A presidente interina da Venezuela, Delcy Rodríguez, afirmou que o maior erro do governo de Nicolás Maduro foi não ter sido “mais aberto geopoliticamente” e defendeu uma reaproximação com os Estados Unidos. Em entrevista à revista Time, ela revelou detalhes de suas conversas com o presidente Donald Trump, falou sobre a retomada das relações diplomáticas, comentou o futuro das eleições na Venezuela e traçou os planos econômicos de seu governo.
Há quase sete meses no comando do Palácio de Miraflores, após o sequestro de Maduro em uma operação militar dos Estados Unidos em 3 de janeiro, Rodríguez disse que aquele episódio marcou “um ponto de inflexão” para o país.
“O dia 3 de janeiro marcou um ponto de inflexão para a Venezuela. A primeira coisa que mudou foi o panorama político”, declara.

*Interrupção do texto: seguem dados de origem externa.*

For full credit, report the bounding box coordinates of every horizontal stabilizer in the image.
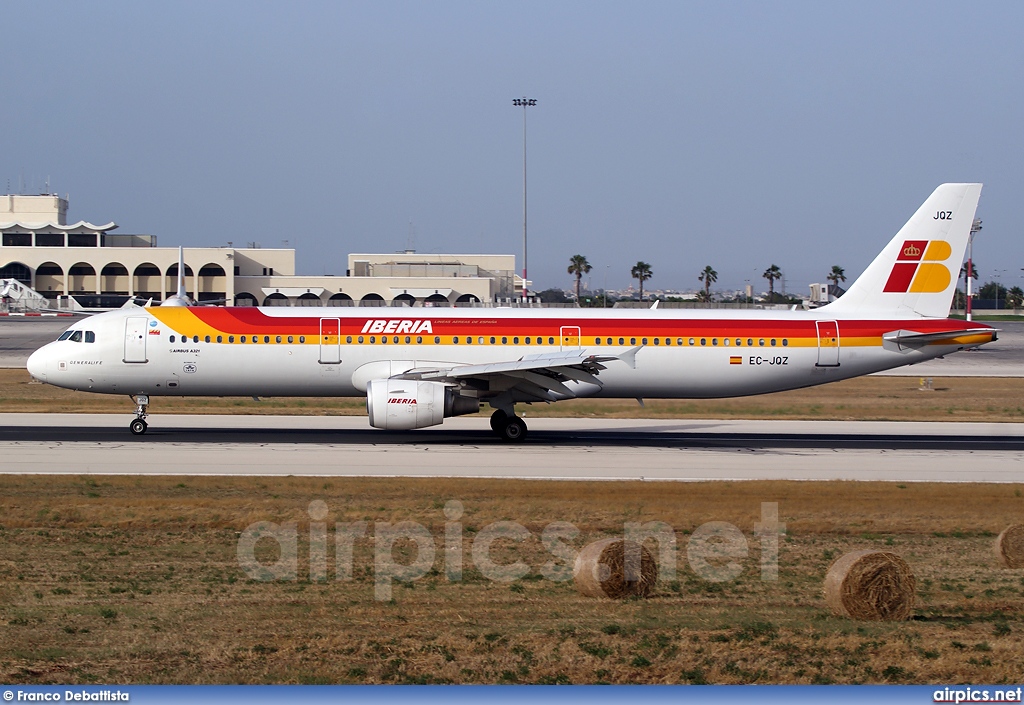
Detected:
[882,328,997,346]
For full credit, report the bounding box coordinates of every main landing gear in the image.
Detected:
[490,409,526,443]
[128,395,150,436]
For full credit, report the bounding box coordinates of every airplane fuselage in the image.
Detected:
[30,307,994,400]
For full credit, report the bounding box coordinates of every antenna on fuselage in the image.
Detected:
[160,246,193,306]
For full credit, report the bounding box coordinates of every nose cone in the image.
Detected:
[26,345,48,382]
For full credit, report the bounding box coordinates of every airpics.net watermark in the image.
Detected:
[238,499,785,602]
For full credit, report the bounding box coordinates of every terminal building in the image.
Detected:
[0,194,522,307]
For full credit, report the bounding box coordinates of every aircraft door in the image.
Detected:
[124,316,150,363]
[561,326,580,350]
[321,319,341,365]
[816,321,839,367]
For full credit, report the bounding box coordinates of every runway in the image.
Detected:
[0,414,1024,483]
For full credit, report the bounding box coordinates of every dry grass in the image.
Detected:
[0,475,1024,683]
[6,370,1024,421]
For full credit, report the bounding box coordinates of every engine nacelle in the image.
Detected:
[367,379,480,430]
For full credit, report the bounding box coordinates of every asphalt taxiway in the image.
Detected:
[0,414,1024,483]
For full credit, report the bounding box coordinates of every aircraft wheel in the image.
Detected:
[490,409,509,434]
[500,416,526,443]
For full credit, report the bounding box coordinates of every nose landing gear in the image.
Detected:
[128,395,150,436]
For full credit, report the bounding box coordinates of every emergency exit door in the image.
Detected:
[124,316,150,363]
[321,319,341,365]
[561,326,580,350]
[817,321,839,367]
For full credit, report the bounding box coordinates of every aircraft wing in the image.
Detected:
[395,348,639,402]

Ela também negou ter sido informada previamente sobre a ofensiva americana, como sugeriram alguns analistas. Ao fazer uma autocrítica do governo anterior, Delcy afirmou que a Venezuela deveria ter diversificado muito antes suas alianças internacionais.
“Nós deveríamos ser mais abertos geopoliticamente”, diz. Segundo ela, essa reflexão explica a decisão de buscar uma nova relação com Washington.
Maduro está atualmente preso em Nova York sob acusações de narcotráfico. Seu julgamento está previsto para começar em junho de 2027.
Delcy revela primeira conversa com Trump
Rodríguez contou que seu primeiro contato telefônico com Donald Trump ocorreu poucos dias após assumir o governo. Segundo ela, fez apenas um pedido ao presidente americano.
“Ele foi muito gentil e muito respeitoso, e por isso sou grata. Desde nossa primeira conversa, pedi que nossa relação fosse baseada no respeito mútuo”, afirma.
Questionada sobre a resposta de Trump, disse que o presidente americano concordou imediatamente. “Ele respondeu com respeito. Conversamos sobre como estabelecer relações diplomáticas entre Venezuela e Estados Unidos e quais áreas de interesse comum poderíamos identificar”, diz.
Telefonema inesperado da Casa Branca
A líder venezuelana também relatou um episódio que, segundo ela, demonstra o caráter prático das conversas com Trump. Ela contou que, certa manhã, recebeu uma ligação do secretário de Estado Marco Rubio.
“Marco Rubio me ligou e disse: ‘Vou colocá-la na linha com alguém que quer cumprimentá-la’. Era o presidente Trump”, relata. Segundo Delcy, Trump telefonou pessoalmente para comunicar uma decisão do governo americano. “Ele me ligou para dizer que iria aprovar os voos comerciais para a Venezuela. Tudo foi muito específico e centrado na nossa agenda de trabalho e cooperação.”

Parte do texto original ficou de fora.